断る理由が見つからず、僕はありがとうと言って一口食べてみた。程好く塩味のある表紙の生地は、サクッとした食感で思ったより柔らかく、控え目の甘さのカスタードクリームと、口の中ですぐに馴染んでいった。
「美味しい!」
僕はパクパクと一気に残りを食べた。そんな僕を見ながら、彼女もにこにこ顔でパンを食べていた。
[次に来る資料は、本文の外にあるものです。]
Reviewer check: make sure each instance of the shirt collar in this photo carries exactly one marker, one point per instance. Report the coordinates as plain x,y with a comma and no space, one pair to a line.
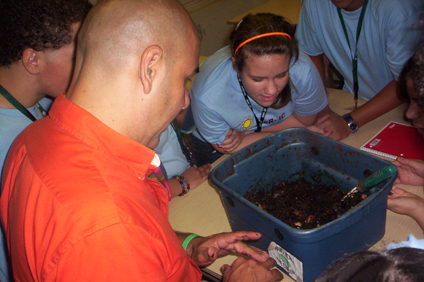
96,134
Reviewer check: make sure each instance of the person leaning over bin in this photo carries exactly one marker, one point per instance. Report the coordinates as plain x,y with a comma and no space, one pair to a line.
411,171
80,201
259,85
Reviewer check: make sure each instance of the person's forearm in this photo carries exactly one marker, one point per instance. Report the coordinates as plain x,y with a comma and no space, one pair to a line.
289,122
320,65
418,214
306,120
175,187
386,100
248,139
251,137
「君はかなりの本好きのようだけど、いつもどんな本を読むの?」
「小説なら、ジャンルを問わず何でも読みますよ」
「あ、もしかして、君も小説を書いているとか……」
「私?私は書きません」
彼女は「書けません」とは言わなかった。確かに彼女にだって小説は書けるはずだ。筆一本で勝負する世界は、将棋と同じで年齢なんて関係ない。「書ける」けど「書かない」のは、「書く」ことで失われるものがあることに気づいているからだ。もちろん「書く」ことでしか得られないものもあるはずだけれど、それらは、既に僕の周りからはすっかり消え失せてしまっているように思えた。
「どうして小説を書こうと思ったんですか?」
今度は彼女が尋ねてきた。
「どうして?うーん、どうしてだったかな……」
他に人並みに出来ることがなかったという消極的な理由だけではなかったはずだ。文学賞を獲ってみんなを見返したい、有名になって世間から注目されたい、ベストセラー作家になってお金を儲けたい、作品を通じて誰かの人生に影響を与えたり、救ったりしたい……。もちろんそんな思いは常に頭の中でちらついてきた。けれども、もっと芯の処で、自分を創作に駆り立てているものがあったはずだった。
「私は、どちらかというとストーリーの面白さは二の次で、登場人物が脇役まで生き生きしている小説が好きなんですよね」
答えに窮している僕の代わりに、そう彼女が呟いた。僕は彼女の言葉を聞き、自分が小説を書く本当の理由を、少しだけ思い出しかけたような気がした。
「あ、もうこんな時間だ。戻んなきゃ」
スマホの時計を見た彼女が、腰を上げた。
「学校に戻るの?」
「いえ、集合場所です。自由行動時間だったんです。修学旅行の」
「修学旅行って、君、どこから来たの」
「熊本です」
「え!本当に?僕も熊本出身なんだけど」
高校まで熊本で暮らした僕は、大学進学を機に上京したのだった。
「えーーすごい偶然ですね!」
彼女が初めて中学生らしくはしゃいだ。
「でも自由行動って、友達と一緒じゃないの?」
僕は尋ねながら、聞いたらいけなかったかなと思った。案の定、彼女の表情は一瞬にして曇ってしまった。けれども、それもまた一瞬のことだった。彼女はすぐに笑顔を取り戻し、ブルーの袋を掲げて言った。